Execute SQL file with multiple statements separated by ";" using pyodbc

Ninjaboy12 picture Ninjaboy12 · Aug 9, 2016 · Viewed 22.3k times · Source

I am currently writing a script to run multiple SQL files using Python, a little background before you mention alternative methods; this is to automate the scripts and Python is the only tools I have on our windows 2008 server. I have a script that works for one set but the issue is when the other set has two statements instead of one seperated by a ';' here is my code:

import os
import pyodbc

print ("Connecting via ODBC")

conn = pyodbc.connect('DSN=dsn', autocommit=True)

print ("Connected!\n")

 inputdir = 'C:\\path'
cursor = conn.cursor()

for script in os.listdir(inputdir):

   with open(inputdir+'\\' + script,'r') as inserts:

       sqlScript = inserts.readlines()

       sql = (" ".join(sqlScript))

       cursor.execute(sql)

       print (script)

conn.close()

print ('Run Complete!')

So this code works to show the entire file but it only executes one statement before ";".

Any help would be great!

Thanks.

Answer

Mikuana picture Mikuana · Aug 9, 2016

The API in the pyodbc connector (or pymysql) doesn't allow multiple statements in a SQL call. This is an issue of engine parsing; an API would need to completely understand the SQL that it's passing in order for multiple statements to be passed, and then multiple results handled upon return.

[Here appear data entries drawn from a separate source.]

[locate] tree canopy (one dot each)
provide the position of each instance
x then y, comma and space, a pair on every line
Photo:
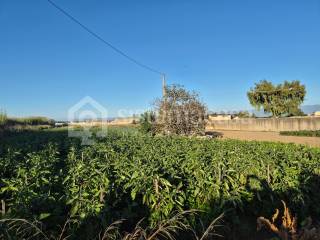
180, 112
279, 100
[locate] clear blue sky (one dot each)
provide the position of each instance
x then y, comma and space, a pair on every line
218, 48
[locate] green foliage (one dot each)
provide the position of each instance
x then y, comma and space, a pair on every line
180, 112
279, 100
3, 118
303, 133
46, 177
147, 122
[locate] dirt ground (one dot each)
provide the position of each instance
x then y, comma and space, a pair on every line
269, 136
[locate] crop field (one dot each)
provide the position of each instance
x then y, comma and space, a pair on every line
65, 189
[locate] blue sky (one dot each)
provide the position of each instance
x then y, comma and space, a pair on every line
218, 48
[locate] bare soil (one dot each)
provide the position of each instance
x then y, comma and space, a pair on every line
268, 136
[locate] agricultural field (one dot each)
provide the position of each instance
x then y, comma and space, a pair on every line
60, 188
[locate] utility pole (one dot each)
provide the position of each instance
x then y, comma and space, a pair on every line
164, 85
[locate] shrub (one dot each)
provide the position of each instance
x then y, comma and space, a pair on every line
181, 112
147, 122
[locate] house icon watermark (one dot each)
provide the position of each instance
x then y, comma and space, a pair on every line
87, 120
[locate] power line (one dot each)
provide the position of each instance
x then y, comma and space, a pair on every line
103, 40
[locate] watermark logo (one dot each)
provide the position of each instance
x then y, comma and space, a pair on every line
86, 119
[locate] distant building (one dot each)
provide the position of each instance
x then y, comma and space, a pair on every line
219, 117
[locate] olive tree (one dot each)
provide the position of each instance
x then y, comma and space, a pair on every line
180, 112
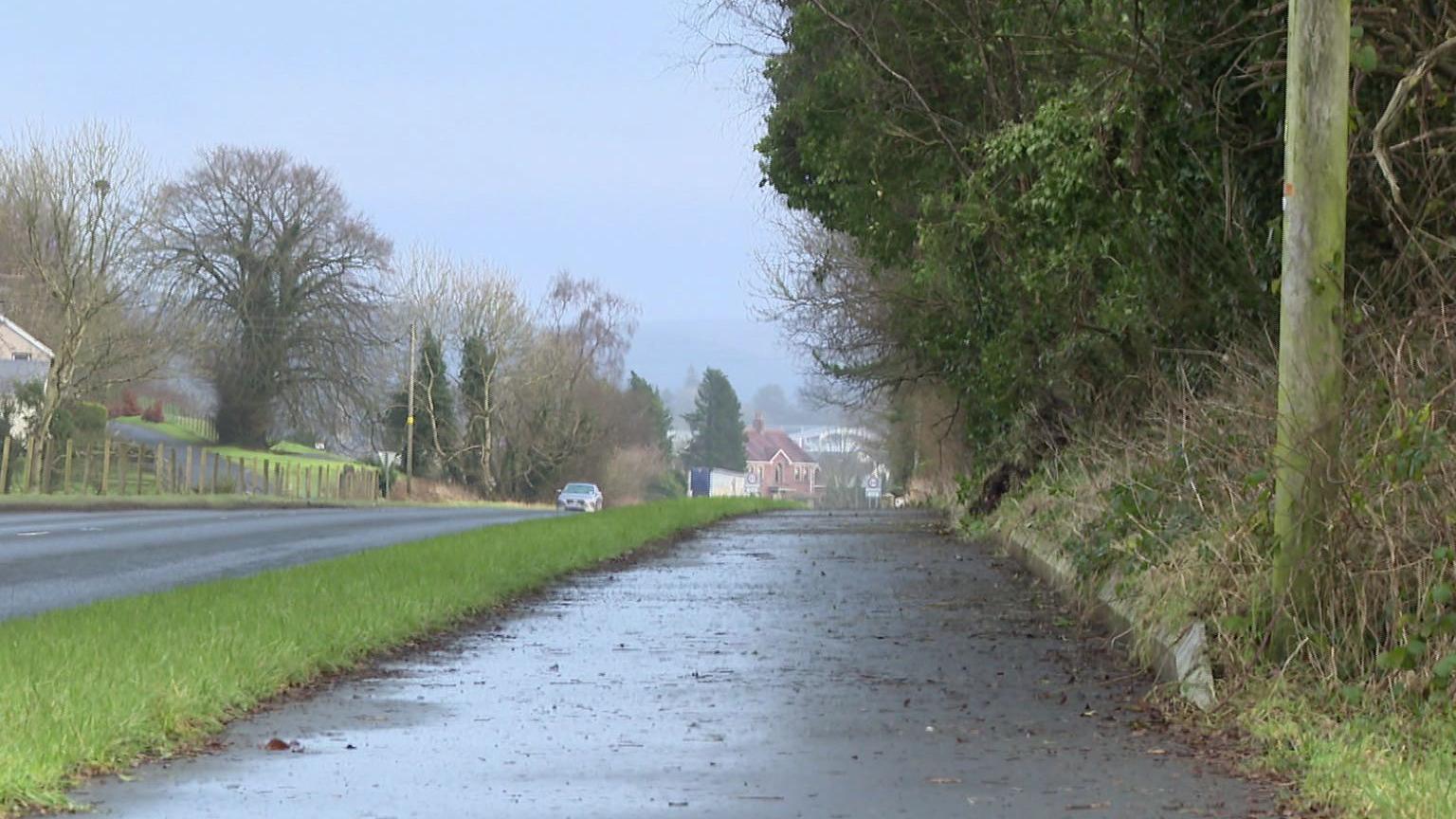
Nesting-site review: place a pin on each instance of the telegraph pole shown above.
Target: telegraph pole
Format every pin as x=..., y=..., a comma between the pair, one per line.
x=410, y=420
x=1311, y=346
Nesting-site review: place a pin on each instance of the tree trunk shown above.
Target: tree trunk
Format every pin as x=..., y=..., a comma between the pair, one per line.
x=1311, y=368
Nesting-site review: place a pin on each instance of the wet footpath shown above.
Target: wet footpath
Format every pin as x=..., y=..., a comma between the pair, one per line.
x=820, y=664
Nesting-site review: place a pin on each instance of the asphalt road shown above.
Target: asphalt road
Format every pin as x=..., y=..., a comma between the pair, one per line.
x=790, y=664
x=53, y=560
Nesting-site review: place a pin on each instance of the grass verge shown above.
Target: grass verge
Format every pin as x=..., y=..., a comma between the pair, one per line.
x=173, y=430
x=100, y=686
x=117, y=503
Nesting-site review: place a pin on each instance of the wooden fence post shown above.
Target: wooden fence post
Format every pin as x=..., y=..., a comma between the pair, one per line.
x=125, y=468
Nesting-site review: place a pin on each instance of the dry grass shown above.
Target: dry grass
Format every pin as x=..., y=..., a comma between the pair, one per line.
x=1178, y=507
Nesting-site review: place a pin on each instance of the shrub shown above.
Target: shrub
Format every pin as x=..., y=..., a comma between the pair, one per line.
x=89, y=420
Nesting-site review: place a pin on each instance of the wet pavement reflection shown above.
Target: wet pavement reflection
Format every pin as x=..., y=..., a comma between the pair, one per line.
x=825, y=664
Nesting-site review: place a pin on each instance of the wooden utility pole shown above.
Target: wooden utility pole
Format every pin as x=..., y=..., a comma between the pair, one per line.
x=410, y=418
x=1311, y=349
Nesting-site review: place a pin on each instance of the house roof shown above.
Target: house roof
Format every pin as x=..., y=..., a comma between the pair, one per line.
x=763, y=445
x=27, y=336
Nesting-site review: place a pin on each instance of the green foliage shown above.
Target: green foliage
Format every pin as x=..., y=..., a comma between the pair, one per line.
x=1046, y=230
x=648, y=418
x=87, y=420
x=667, y=484
x=1140, y=520
x=717, y=426
x=76, y=678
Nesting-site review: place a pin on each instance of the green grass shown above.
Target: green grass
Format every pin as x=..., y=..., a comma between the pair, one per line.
x=169, y=428
x=100, y=686
x=98, y=503
x=288, y=447
x=1390, y=759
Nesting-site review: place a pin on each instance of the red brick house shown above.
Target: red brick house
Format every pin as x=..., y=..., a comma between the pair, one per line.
x=782, y=469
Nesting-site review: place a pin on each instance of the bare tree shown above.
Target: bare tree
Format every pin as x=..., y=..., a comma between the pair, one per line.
x=75, y=209
x=285, y=279
x=561, y=398
x=478, y=312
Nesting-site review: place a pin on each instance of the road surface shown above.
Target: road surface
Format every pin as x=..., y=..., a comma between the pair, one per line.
x=53, y=560
x=791, y=664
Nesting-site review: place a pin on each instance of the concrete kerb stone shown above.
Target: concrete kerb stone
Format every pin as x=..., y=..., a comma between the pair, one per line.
x=1176, y=656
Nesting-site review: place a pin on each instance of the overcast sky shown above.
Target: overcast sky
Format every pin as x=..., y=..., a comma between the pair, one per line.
x=533, y=135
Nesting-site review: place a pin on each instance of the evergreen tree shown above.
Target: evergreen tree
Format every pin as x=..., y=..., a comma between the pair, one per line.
x=717, y=425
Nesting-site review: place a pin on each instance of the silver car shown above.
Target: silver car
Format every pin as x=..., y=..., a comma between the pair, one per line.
x=580, y=498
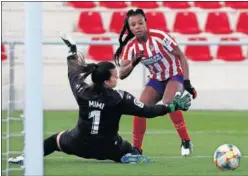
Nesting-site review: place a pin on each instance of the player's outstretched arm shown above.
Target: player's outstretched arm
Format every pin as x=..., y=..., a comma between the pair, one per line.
x=131, y=106
x=78, y=70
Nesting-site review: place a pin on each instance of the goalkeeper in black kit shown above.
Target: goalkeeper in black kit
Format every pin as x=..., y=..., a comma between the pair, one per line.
x=95, y=135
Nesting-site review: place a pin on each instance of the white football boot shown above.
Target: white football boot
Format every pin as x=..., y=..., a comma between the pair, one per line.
x=16, y=160
x=186, y=148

A slight modification to your script like the one below should allow you to send each of your statements individually with separate connectors:

import os
import pyodbc

print ("Connecting via ODBC")

conn = pyodbc.connect('DSN=dsn', autocommit=True)

print ("Connected!\n")

inputdir = 'C:\\path'

for script in os.listdir(inputdir):
    with open(inputdir+'\\' + script,'r') as inserts:
        sqlScript = inserts.readlines()
        for statement in sqlScript.split(';'):
            with conn.cursor() as cur:
                cur.execute(statement)
    print(script)

conn.close()

The with conn.cursor() as cur: opens a closes a cursor for each statement, exiting appropriately after each call is completed.